A ben vedere il faccia a faccia belligerante tra i due principali volti del M5s nel governo è molto più che una notizia: Giuseppe Conte alla resa dei conti (sui conti) con Luigi Di Maio è un caso. Infatti le due principali anime del Movimento nel governo si fronteggiano dopo essersi divise - in questi giorni - con una geometria che solo la creatività della politica italiana poteva rendere possibile. Da un lato il premier alleato del Pd, dall'altro il ministro degli Esteri, alleato - di circostanza, ma pur sempre alleato - dell'odiato Matteo Renzi.

Nicola Zingaretti, che solo 40 giorni fa chiedeva discontinuità su Conte, oggi lo esalta: «Se si va al voto anticipato - mi ha detto - con lui candidato premier vinciamo noi». Persino Carlo Calenda, critico con la manovra e uscito dal Pd per via del Conte bis, lo sdogana: «Dai focus group che sto facendo in giro per l'Italia emerge come l'unico leader che ha un futuro». Se ce lo avessero pronosticato non ci avremmo creduto. La politica - diceva Otto Von Bismarck - è l'arte del possibile. In Italia è la scienza dell'impossibile.

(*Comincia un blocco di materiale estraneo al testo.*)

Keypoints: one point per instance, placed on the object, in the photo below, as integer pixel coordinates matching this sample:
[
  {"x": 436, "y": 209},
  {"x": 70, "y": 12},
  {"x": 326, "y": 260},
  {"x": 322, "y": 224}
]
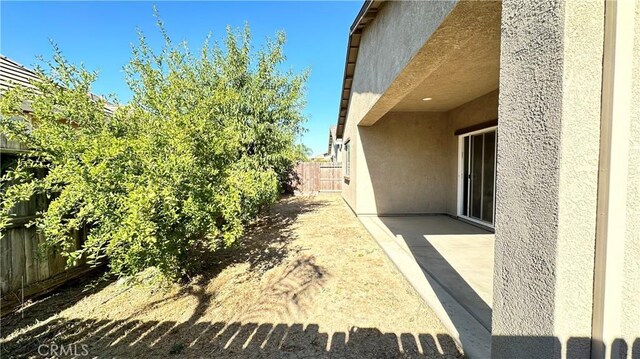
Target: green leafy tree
[{"x": 205, "y": 143}]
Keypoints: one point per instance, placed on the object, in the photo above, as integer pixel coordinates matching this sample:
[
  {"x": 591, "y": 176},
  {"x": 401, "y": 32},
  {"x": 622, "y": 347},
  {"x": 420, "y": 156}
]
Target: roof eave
[{"x": 367, "y": 13}]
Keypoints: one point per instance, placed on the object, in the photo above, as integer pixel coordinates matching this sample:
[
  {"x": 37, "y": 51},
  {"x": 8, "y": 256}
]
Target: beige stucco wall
[
  {"x": 398, "y": 32},
  {"x": 403, "y": 167},
  {"x": 349, "y": 184},
  {"x": 407, "y": 162},
  {"x": 482, "y": 109},
  {"x": 547, "y": 175}
]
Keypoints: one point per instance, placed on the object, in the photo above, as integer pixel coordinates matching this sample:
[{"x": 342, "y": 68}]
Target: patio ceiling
[
  {"x": 469, "y": 71},
  {"x": 459, "y": 62}
]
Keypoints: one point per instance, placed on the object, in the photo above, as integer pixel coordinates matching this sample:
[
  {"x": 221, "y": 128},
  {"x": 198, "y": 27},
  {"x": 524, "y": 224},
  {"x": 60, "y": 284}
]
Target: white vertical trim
[
  {"x": 460, "y": 174},
  {"x": 612, "y": 180}
]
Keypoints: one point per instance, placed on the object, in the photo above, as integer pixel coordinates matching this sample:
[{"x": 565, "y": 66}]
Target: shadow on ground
[{"x": 223, "y": 340}]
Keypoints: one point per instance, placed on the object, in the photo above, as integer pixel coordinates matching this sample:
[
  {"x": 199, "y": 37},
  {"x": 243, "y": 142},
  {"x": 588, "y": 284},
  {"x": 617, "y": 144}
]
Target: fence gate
[{"x": 319, "y": 177}]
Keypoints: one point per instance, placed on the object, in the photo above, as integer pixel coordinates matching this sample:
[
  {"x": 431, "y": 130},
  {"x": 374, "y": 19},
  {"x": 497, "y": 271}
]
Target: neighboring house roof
[
  {"x": 13, "y": 74},
  {"x": 367, "y": 13},
  {"x": 332, "y": 137}
]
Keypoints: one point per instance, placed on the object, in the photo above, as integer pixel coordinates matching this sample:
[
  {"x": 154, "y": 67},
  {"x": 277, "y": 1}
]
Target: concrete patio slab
[{"x": 450, "y": 264}]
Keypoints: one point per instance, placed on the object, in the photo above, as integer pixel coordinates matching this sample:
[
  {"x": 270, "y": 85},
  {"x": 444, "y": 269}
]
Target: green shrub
[{"x": 204, "y": 143}]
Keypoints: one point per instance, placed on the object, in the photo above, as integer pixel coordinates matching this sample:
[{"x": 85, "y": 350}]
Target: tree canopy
[{"x": 206, "y": 141}]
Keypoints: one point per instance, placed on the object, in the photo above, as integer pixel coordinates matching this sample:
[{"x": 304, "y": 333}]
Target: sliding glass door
[{"x": 478, "y": 173}]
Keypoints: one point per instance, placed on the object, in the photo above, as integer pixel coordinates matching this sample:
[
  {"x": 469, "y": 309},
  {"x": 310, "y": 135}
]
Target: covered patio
[{"x": 450, "y": 264}]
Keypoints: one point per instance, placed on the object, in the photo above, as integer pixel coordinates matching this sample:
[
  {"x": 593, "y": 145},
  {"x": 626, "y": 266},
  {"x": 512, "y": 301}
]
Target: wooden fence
[
  {"x": 25, "y": 268},
  {"x": 316, "y": 177}
]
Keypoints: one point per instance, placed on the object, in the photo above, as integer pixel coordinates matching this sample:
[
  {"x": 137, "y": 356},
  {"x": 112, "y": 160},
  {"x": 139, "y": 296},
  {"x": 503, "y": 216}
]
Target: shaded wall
[{"x": 403, "y": 168}]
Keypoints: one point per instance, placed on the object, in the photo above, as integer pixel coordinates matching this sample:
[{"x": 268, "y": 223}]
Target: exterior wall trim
[{"x": 477, "y": 127}]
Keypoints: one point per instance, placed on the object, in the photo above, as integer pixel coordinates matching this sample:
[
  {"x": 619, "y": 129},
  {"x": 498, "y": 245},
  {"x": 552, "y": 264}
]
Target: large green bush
[{"x": 205, "y": 142}]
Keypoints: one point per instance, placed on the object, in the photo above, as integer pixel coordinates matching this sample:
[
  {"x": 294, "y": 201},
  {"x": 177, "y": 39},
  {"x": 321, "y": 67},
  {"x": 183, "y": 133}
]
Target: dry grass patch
[{"x": 307, "y": 281}]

Tema del contendere è la questione più antica e irrisolta della storia repubblicana, l'evasione fiscale. A cui Conte ha detto di voler fare la guerra senza se e senza ma: «Su questo tema, nel governo, mi assumo io, in prima persona, la responsabilità», ha ripetuto in una intervista a Marco Travaglio la settimana scorsa. E i provvedimenti-simbolo che agitano gli equilibri della maggioranza sono almeno sei.

Eccoli. 1) il carcere per gli evasori, non introdotto direttamente in manovra, ma in un provvedimento collegato; 2) la plastic Tax e 3) la sugar Tax e 4) l'introduzione della multa per la mancanza del Pos; 5) l'innalzamento di tutte le soglie di reato fiscale; 6) l'abbassamento dei limiti di portabilità del contante da 3000 a 2000 euro (subito) e 1000 euro (nel 2022).

Si arriva a queste misure perché il governo ha deciso di disinnescare le famigerate clausole Iva (23 miliardi) e di non tagliare Reddito e Quota cento, per non disfare quello che il precedente governo aveva fatto. Toccare la riforma previdenziale, per giunta, avrebbe posto subito il tema dell'enorme scalone di sette anni che la Fornero ha lasciato irrisolto. Inoltre il governo e il premier non vogliono rinunciare al cuneo fiscale di 3 miliardi per i redditi del ceto medio (il famoso bonus della Befana a cui Conte tiene molto). È così che dati tutti questi vincoli l'ultima leva rimasta in mano all'esecutivo è il recupero di almeno una briciola di quel buco nero chiamato Evasione, 106 miliardi che sfuggono al fisco ogni anno, e l'introduzione parziale di alcune di tasse di scopo "ecologiche" (zucchero e plastica), che sono anche capaci di produrre gettito immediato.

Le prime indiscrezioni del faccia a faccia sono folgoranti. Il premier che dice "Diamoci una calmata" e Di Maio che ribatte "Ti ho messo io lì". L'elemento paradossale è che quando durante le trattative per la formazione del governo Conte ripeteva di essere un "indipendente" nel Movimento e Di Maio rivendicava la poltrona di viecepremier "per mantenere una presenza a Palazzo Chigi", tutti pensavano che fosse un gioco delle parti. Invece, alle prime onde, le geometrie si sono effettivamente scomposte, con il Pd che sostiene Conte nella sua battaglia, e Renzi che ha subito cercato un'alleanza con i riluttanti del M5s . Sulle pene per gli evasori - per esempio - Zingaretti ha detto: «Perché non dovrebbero essere puniti con il carcere i grandi evasori?». E su questo tema è determinatissimo anche il ministro Bonafede. Il terrore di Di Maio è quello di perdere il contatto con alcuni settori di voto - piccoli commercianti, artigiani - che potrebbero essere spaventati da alcune di queste misure e attirati dalla Lega. Il compromesso possibile? Qualche passo indietro sui Pos e sulla mini-flat tax. Che Di Maio porterebbe a casa in cambio del via libera sul carcere per gli evasori. Altrimenti (ma qui si entra nella fantascienza) salta ogni compromesso e stavolta si va a votare davvero.